Comment by pjmorris
2 days ago
Government debt is a result of government spending into the real economy. It is where we get the taxpayer dollars that we spend, some of which go back to the government itself. A government without debt is also an economy without money.
Governments with central banks can mismanage their currency, but they can't run out of it.
They won't run out of currency, but the people that use it will run out of faith.
> They won't run out of currency, but the people that use it will run out of faith.
Which is what happens when bond yields go so high that governments default. To my limited understanding, US Treasury bonds are used to determine the 'risk-free rate' of return because the US government reliably pays its bills.
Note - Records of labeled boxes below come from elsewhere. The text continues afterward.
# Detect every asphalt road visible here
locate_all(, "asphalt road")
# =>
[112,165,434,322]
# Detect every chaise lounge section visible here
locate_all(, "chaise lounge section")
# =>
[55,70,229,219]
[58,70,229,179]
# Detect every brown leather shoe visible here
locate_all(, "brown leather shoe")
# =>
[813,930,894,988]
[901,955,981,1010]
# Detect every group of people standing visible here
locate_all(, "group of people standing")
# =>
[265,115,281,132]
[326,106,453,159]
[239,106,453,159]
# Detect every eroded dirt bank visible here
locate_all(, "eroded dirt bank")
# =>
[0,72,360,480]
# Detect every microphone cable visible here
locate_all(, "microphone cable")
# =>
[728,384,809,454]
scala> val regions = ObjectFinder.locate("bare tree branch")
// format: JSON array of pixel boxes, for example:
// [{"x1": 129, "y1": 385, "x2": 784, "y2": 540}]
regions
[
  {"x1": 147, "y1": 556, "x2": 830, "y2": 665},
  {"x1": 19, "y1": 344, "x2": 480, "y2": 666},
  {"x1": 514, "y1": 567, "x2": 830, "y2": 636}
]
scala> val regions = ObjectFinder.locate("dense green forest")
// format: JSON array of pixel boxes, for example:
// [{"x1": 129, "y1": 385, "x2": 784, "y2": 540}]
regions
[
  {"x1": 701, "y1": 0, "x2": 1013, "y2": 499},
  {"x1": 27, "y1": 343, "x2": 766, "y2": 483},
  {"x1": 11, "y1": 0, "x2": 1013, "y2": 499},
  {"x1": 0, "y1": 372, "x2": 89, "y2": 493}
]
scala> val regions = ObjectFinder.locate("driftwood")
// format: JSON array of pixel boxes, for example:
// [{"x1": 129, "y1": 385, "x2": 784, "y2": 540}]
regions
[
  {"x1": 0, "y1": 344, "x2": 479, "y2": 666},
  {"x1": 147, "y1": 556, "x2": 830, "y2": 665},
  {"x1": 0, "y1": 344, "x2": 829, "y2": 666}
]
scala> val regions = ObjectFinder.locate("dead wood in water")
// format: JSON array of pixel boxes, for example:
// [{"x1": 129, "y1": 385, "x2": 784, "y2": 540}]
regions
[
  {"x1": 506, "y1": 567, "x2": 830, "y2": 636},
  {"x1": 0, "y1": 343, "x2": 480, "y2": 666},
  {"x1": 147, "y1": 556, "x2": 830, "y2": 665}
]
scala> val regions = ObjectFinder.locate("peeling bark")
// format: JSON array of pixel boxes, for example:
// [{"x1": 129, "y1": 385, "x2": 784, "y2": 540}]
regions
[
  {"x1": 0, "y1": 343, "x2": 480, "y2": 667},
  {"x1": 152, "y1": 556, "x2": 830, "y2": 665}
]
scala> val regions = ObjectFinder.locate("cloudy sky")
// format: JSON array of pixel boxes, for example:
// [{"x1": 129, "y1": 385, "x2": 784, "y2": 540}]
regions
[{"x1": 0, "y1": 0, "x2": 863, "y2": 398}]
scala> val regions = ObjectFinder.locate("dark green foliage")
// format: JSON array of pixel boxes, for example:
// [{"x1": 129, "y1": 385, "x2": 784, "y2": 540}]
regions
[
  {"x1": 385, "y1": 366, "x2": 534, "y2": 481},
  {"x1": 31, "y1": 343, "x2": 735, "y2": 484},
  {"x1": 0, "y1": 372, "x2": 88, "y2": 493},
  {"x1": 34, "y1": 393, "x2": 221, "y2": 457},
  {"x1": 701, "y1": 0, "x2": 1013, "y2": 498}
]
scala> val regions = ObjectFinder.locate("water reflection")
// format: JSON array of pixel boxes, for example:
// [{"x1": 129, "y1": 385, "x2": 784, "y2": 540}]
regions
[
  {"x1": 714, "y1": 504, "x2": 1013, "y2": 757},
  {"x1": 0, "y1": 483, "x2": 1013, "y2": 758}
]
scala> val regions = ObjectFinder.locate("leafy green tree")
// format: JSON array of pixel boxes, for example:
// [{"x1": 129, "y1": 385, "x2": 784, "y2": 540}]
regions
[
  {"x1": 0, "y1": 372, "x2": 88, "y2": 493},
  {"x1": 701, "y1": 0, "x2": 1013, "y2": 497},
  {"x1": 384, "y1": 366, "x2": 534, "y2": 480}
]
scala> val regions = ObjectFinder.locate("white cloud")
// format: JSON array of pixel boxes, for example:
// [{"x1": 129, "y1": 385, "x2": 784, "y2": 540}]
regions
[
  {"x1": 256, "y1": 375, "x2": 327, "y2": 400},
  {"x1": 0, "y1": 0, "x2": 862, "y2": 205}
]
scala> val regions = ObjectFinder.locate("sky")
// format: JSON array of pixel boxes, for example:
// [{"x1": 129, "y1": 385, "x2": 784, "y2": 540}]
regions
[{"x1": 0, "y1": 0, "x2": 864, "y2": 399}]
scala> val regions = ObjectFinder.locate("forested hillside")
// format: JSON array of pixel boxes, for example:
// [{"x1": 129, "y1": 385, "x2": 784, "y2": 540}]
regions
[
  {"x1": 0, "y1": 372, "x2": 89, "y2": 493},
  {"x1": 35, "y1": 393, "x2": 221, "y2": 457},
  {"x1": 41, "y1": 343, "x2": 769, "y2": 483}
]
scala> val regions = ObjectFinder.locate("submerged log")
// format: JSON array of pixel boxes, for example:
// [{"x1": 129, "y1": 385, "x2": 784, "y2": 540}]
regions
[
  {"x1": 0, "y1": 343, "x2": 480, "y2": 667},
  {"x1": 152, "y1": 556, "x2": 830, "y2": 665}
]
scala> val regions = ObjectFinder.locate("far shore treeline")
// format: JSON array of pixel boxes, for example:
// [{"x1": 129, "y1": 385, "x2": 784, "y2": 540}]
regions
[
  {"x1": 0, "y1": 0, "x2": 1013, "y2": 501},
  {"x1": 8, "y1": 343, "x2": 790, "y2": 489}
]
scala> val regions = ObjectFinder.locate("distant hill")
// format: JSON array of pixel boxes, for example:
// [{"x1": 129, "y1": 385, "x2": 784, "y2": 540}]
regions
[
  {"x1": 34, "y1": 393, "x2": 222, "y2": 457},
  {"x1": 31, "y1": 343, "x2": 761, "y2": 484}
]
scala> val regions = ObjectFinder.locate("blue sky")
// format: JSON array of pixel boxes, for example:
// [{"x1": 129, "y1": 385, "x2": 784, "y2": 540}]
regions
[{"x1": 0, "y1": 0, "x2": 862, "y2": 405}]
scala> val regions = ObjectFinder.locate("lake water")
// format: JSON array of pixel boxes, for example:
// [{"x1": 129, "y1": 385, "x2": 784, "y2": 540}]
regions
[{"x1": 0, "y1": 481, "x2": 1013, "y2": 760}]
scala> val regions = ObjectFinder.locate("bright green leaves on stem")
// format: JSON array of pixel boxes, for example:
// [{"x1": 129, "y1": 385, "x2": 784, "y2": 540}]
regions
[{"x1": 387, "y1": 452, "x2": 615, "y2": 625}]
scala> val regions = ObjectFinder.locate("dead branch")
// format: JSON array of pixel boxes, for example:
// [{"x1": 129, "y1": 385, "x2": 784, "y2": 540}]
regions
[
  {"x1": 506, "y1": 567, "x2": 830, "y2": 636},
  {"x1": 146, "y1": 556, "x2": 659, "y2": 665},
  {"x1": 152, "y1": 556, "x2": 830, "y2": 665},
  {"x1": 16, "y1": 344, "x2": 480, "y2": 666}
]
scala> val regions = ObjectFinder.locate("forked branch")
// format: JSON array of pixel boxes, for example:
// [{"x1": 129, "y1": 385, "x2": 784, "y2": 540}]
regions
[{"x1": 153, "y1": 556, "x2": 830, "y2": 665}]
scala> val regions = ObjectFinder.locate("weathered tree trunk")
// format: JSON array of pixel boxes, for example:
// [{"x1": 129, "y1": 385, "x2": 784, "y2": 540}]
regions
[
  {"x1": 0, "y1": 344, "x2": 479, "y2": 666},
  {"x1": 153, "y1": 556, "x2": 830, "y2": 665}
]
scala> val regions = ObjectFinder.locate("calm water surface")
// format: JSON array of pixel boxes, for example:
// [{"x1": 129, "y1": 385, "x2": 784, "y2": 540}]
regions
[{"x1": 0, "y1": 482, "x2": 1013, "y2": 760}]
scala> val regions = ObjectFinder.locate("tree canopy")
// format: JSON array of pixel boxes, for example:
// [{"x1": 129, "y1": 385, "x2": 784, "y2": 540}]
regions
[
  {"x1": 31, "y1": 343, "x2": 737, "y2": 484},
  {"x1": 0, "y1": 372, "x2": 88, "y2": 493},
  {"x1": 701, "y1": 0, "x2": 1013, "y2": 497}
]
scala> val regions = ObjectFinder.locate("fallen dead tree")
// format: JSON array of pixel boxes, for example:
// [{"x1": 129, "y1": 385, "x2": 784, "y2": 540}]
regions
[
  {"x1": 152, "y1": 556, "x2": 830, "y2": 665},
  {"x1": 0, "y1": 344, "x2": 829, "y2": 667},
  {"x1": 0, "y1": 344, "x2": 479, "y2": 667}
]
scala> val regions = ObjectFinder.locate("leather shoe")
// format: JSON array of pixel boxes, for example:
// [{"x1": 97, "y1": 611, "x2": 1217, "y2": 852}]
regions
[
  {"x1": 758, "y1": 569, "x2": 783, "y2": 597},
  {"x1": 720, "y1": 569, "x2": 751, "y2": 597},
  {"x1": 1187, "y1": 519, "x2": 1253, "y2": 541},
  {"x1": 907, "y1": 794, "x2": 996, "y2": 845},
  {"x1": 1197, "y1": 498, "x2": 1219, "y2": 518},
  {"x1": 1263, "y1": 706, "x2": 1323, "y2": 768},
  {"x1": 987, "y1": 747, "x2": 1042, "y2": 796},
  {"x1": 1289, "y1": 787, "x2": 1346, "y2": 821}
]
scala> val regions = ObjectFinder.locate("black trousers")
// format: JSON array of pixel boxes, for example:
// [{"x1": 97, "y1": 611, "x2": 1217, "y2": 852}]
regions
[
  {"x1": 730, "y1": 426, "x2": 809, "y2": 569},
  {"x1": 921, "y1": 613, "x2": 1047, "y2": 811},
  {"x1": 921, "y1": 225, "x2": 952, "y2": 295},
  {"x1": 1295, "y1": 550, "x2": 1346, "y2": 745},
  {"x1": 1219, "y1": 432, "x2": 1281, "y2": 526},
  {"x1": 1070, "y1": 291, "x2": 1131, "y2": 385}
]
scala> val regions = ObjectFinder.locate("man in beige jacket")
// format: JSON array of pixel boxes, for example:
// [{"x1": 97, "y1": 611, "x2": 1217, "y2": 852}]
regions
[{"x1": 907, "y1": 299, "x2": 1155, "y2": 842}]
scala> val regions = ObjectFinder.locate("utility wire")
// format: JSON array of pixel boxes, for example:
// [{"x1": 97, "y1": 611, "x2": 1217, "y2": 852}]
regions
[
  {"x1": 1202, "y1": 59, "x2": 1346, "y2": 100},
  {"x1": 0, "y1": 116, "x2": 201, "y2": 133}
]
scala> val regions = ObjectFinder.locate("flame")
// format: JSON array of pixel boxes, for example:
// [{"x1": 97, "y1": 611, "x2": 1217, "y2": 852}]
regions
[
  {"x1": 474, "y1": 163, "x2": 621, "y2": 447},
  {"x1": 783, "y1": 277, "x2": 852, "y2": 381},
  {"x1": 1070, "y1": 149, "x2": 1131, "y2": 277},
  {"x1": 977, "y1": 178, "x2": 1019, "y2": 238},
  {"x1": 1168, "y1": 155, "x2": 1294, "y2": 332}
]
When? At what specific (magic) number does everything come crumbling down? We're at ~36 Trillion today, would 37 Trillion the number that will cause people to run out of faith? I mean that's only one more than we have today, surely people won't run out of faith for one more. So maybe it's 40 Trillion? But come on, we're at 36, people can't possibly give up on the US dollar just an 8% increase. How about 100 Trillion? 500 Trillion? I'm not sure you know how this game is played.
I'm not just talking about US citizens, by the way. Foreign alliances are forming to dethrone the dollar as we speak. It will not last forever. I didn't say it would come crumbling down overnight. It will be a gradually shift away from the dollar. To believe the dollar is invincible is incredibly naive.
Why wait to spend that (magic) money at all then? What is the point of setting an annual budget? Earmarking contracts out for all these organizations by little million increments every year seems illogical when you can literally just put a few trillion in their hands today.
Why not spend all 500 trillion today? What are we waiting for?
I am entirely certain you do not believe in your own position.